The Framework includes 20
strategies that the Council will follow and a further 40 specific
actions that will be taken over the coming 12 months.
These
include:
- A commitment to insulate 3000 homes in both the private
and public sectors.
- Developing a Bristol Local Food Plan and a
related Council Food Charter
- Increasing sustainable energy and
waste businesses in Avonmouth
- Opening the Create Centre on
Saturdays from Easter
- Working with Connecting Bristol to improve
the City's wi-fi infrastructure to allow more home working and less
travel to access Council services
- Adding four extra biomass
boilers to council-owned buildings and reducing emissions from Council
buildings (including schools) by 40% by 2020
Local
environmentalist and member of Sustainable Redland Hamish Wills welcomes
the Council's strategy: "I think it's quite a step for a Council to make
such statements about food security and sustainability.
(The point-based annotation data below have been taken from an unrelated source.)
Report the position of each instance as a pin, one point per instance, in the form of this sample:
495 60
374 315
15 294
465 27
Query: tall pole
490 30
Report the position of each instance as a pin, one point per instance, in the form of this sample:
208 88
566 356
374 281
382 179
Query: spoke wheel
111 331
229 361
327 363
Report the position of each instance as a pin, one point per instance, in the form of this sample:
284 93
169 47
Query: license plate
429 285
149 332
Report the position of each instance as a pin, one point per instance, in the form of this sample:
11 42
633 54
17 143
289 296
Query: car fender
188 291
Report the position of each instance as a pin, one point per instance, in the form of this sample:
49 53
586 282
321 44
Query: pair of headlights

It's good
too that it did so from a knowledge base based on research work."
Cotham
Councillor Neil Harrison says that "Council officers need a big pat on
the back for getting something so impressive and wide-ranging together
so quickly."
The Framework follows on from the publication in
2009 of the Bristol Partnership's report, Building a Positive Future for
Bristol After Peak Oil, which highlights the links between energy
reduction, economics and food production. "Food security and
sustainability go hand in hand" says Wills, founding member of
Sustainable Redland, whose activities have included the creation of the
Whiteladies Road farmers' market.
Mr Wills adds that it is now
the responsibility of local people to work
with the council in making sure that the strategies are implemented in
specific ways. "I think they've set themselves a framework, and if
targets and strategies don't emerge, it's up to us to expect them to
explain why not. If we fail to do so, who's apathetic?"